Today’s entry features a 1914 letter from Jack London to a young aspiring writer named Max Fedder. Fedder, apparently, had written a letter to London, a fan letter as we might call it nowadays, and enclosed a story of his own. No doubt he hoped for encouragement from his hero, if not actual praise.
From London’s first sentences, if not quite his first words, that hope must have flown out the window — or, finding it closed, crashed right into the glass and dropped senseless to the floor:
Oakland, Calif.
Oct. 26, 1914Dear Max Fedder:
In reply to yours of recent date undated, and returning herewith your Manuscript. First of all, let me tell you that as a psychologist and as one who has been through the mill, I enjoyed your story for its psychology and point of view. Honestly and frankly, I did not enjoy it for its literary charm or value. In the first place, it has little literary value and practically no literary charm. Merely because you have got something to say that may be of interest to others does not free you from making all due effort to express that something in the best possible medium and form. Medium and form you have utterly neglected…
Ouch, ouch, ouch. Objectively regarded, it’s a terrific letter, in fact — long, articulate, utterly non-generic, and frank. (See the whole thing here.) Somehow, though, I suspect that Max Fedder didn’t draw much comfort from any of that.
I’m trying, and failing, to think of any communication I’ve ever received remotely like it, from anyone. This doesn’t reflect on — haha — the grandeur of my works; it’s because I’ve been far much too nervous to offer them up for comment, unsolicited, to anyone at all. (To say that this complicates life for someone aspiring to write for a living greatly understates the case.) London’s response is exactly the kind I’d fear most.
How ’bout you? Are you the Give it to me straight, Jack, and don’t mince words! sort? Or the Don’t hurt me, don’t hurt me! sort?
And if you were in Jack London’s shoes, can you imagine writing a response like his?
Jayne says
Um, a writing professor I had in the master’s program at RIC. She was spot on, of course, but not half as nice as London. She enjoyed smirking. She also liked very particular prose which became more evident as the semester wore on.
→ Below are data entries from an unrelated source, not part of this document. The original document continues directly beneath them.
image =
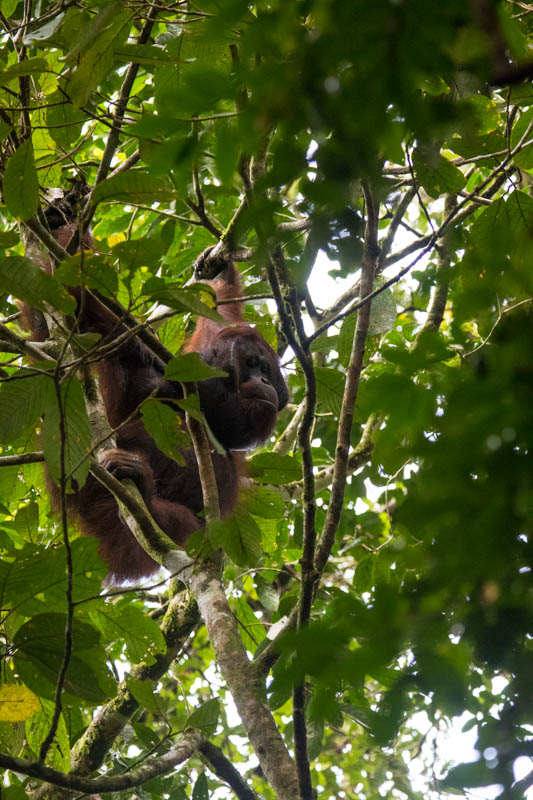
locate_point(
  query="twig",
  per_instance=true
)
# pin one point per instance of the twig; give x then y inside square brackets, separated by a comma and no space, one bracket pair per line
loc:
[27,348]
[225,770]
[22,458]
[158,766]
[120,109]
[353,374]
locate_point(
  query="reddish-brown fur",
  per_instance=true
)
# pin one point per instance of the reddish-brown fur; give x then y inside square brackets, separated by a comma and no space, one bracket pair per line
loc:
[241,411]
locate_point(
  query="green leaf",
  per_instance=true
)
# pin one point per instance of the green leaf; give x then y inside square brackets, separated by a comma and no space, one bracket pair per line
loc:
[63,120]
[201,788]
[165,426]
[8,239]
[135,185]
[345,338]
[77,435]
[523,159]
[251,629]
[24,280]
[21,185]
[436,174]
[37,728]
[108,29]
[21,404]
[31,66]
[190,367]
[205,718]
[125,622]
[383,312]
[469,775]
[239,536]
[27,521]
[17,703]
[265,503]
[146,694]
[40,645]
[43,32]
[141,252]
[275,469]
[36,579]
[189,299]
[145,54]
[330,388]
[90,270]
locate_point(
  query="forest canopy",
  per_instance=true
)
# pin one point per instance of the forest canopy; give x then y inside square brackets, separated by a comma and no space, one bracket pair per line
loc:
[368,165]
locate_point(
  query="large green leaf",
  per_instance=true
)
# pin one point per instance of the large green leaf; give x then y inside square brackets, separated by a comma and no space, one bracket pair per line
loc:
[275,469]
[70,416]
[165,425]
[110,28]
[21,185]
[24,280]
[190,367]
[40,644]
[135,186]
[22,402]
[125,622]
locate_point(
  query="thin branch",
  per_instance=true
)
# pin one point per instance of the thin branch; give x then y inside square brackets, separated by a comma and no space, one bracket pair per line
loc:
[31,349]
[157,766]
[440,296]
[225,770]
[136,516]
[22,458]
[122,103]
[69,615]
[353,375]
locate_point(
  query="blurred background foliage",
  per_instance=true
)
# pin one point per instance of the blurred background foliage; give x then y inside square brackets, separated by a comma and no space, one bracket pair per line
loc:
[425,612]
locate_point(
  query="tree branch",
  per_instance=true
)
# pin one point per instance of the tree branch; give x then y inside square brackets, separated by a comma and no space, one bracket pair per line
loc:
[157,766]
[353,375]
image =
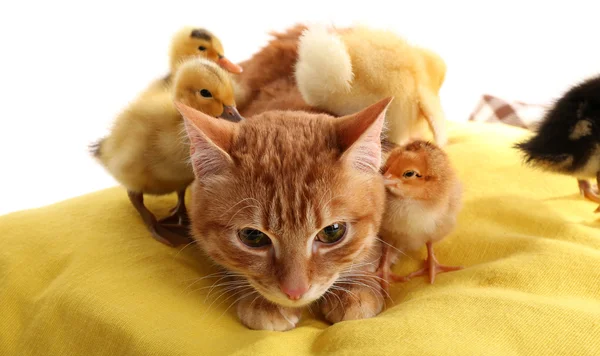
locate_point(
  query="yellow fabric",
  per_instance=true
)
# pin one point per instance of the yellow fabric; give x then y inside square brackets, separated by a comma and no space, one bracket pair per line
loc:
[83,277]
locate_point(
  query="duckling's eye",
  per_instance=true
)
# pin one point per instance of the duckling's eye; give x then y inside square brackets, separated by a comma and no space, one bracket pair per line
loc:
[253,238]
[205,93]
[332,233]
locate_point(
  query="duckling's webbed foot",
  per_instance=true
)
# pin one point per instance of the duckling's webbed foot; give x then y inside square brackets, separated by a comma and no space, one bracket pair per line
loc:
[179,214]
[169,236]
[588,191]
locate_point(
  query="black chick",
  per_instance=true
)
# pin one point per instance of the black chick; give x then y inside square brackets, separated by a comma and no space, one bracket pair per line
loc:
[567,140]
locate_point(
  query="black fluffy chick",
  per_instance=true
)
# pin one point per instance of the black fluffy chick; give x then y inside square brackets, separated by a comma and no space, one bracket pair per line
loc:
[567,140]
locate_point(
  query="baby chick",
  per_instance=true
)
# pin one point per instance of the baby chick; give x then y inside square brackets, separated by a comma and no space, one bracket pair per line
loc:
[340,71]
[423,201]
[147,151]
[567,140]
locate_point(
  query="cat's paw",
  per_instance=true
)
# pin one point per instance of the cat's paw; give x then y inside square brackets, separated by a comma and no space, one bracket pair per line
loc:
[355,302]
[260,314]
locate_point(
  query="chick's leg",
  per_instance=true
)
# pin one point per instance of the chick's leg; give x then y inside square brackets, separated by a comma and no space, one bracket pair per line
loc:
[383,271]
[179,213]
[160,233]
[586,189]
[432,267]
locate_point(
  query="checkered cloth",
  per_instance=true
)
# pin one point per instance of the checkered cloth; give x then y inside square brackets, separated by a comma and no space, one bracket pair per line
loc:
[515,113]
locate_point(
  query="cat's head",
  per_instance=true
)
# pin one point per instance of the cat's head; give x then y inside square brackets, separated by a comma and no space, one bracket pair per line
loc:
[290,200]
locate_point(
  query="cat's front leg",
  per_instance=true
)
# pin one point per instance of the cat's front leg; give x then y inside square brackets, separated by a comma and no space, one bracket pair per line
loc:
[352,299]
[260,314]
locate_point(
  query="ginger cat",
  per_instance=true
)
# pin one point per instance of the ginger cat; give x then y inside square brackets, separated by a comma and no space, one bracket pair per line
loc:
[292,201]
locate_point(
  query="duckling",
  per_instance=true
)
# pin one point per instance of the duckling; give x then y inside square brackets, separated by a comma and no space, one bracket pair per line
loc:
[342,70]
[567,139]
[190,42]
[147,151]
[197,42]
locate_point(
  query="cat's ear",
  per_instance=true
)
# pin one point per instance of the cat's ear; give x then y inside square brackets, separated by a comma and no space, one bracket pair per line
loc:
[210,141]
[359,136]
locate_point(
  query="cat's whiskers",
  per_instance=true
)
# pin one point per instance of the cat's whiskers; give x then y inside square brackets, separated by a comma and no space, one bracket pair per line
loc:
[394,248]
[212,275]
[242,281]
[239,202]
[363,280]
[239,289]
[237,300]
[224,284]
[186,246]
[340,304]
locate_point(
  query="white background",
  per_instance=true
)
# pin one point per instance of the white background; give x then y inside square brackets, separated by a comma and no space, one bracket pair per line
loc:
[67,68]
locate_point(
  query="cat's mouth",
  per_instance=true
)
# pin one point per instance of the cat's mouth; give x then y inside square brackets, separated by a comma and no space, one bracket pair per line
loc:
[276,296]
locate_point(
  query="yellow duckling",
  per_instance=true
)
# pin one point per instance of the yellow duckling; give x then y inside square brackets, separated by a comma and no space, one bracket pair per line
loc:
[190,42]
[147,151]
[197,42]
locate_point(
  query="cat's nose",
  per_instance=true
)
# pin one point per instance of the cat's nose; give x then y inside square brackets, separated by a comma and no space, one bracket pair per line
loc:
[294,292]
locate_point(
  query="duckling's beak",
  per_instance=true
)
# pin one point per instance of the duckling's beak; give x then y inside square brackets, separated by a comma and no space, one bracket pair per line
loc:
[229,65]
[230,113]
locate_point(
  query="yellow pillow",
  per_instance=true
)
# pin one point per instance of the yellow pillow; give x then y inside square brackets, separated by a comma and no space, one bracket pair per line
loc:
[83,277]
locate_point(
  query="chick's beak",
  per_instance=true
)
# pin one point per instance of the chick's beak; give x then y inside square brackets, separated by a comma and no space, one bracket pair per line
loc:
[230,113]
[229,65]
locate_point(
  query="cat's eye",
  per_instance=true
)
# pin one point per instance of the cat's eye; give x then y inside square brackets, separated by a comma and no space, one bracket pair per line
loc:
[410,174]
[332,233]
[253,238]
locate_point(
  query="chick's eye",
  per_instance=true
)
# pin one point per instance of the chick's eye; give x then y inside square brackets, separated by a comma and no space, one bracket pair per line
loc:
[332,233]
[253,238]
[409,174]
[205,93]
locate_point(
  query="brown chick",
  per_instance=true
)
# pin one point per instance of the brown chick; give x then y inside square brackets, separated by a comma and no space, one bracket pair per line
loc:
[147,150]
[423,200]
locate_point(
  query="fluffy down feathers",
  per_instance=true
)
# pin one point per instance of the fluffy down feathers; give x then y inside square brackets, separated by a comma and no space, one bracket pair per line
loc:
[343,71]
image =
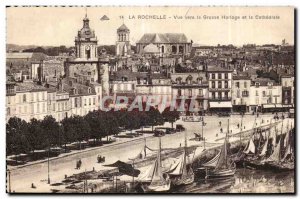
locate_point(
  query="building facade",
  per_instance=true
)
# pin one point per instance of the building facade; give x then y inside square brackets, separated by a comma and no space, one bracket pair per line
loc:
[219,88]
[123,47]
[168,43]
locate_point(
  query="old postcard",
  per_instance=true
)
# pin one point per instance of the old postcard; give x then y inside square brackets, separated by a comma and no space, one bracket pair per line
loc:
[150,100]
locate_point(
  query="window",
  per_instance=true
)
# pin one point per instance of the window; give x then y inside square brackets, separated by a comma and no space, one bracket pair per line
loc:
[226,95]
[219,84]
[213,84]
[213,95]
[238,94]
[190,92]
[245,93]
[179,92]
[220,95]
[200,92]
[226,84]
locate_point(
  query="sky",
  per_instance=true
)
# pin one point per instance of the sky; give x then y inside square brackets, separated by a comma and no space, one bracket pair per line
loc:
[54,26]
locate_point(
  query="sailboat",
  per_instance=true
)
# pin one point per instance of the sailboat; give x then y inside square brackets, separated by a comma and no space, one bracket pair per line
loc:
[154,180]
[279,161]
[181,172]
[222,164]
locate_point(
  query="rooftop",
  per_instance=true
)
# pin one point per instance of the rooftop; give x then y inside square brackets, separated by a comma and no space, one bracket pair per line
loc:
[163,38]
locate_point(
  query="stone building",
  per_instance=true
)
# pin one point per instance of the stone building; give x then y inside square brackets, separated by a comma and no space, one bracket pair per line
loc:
[123,47]
[219,88]
[240,93]
[191,85]
[168,43]
[87,67]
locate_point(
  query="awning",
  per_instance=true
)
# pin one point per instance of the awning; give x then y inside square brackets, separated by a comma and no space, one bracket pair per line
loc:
[220,105]
[268,105]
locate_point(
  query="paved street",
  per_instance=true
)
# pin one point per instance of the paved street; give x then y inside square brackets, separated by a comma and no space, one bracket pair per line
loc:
[22,178]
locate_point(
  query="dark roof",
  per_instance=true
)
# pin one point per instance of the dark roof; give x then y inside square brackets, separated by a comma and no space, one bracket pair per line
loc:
[123,27]
[218,69]
[81,88]
[239,77]
[163,38]
[29,87]
[263,81]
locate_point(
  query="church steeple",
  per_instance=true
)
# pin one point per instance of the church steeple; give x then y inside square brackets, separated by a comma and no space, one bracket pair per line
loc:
[86,41]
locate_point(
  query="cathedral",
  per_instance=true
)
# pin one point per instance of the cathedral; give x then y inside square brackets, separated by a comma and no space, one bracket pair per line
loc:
[123,47]
[87,67]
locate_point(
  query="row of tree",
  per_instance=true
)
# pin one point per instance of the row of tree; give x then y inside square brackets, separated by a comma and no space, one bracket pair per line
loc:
[24,137]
But damn, she was good. And a good writer, too.
deniz says
I hadn’t heard of that blog, it sounds interesting!
I think… if I was dedicated to making my novel the best it could be, I might be able to appreciate review like that. But it would still hurt!
s.o.m.e. one's brudder says
Ah, one need only sit through a third year architectural jury with a cardboard model of the project you slaved and exalted over for a semester, to truly appreciate the depravity by which some can “judge” the work of others. Not that it’s not usually needed, at that point, but imagine Mr. London with an “Exacto” knife at the ready, dissecting the actual paper and associated offensive/badly structured text to truly appreciate creative criticism at it’s finest. Quotes like: “Have you considered accounting?” after a bleary eyed, no sleep presentation are legendary. Thankfully, I avoided both of these myself, but the threat of failing a semester after doing what I thought was an awesome job over one weekend, can be an eye-opener of epic scale to one’s creative psyché.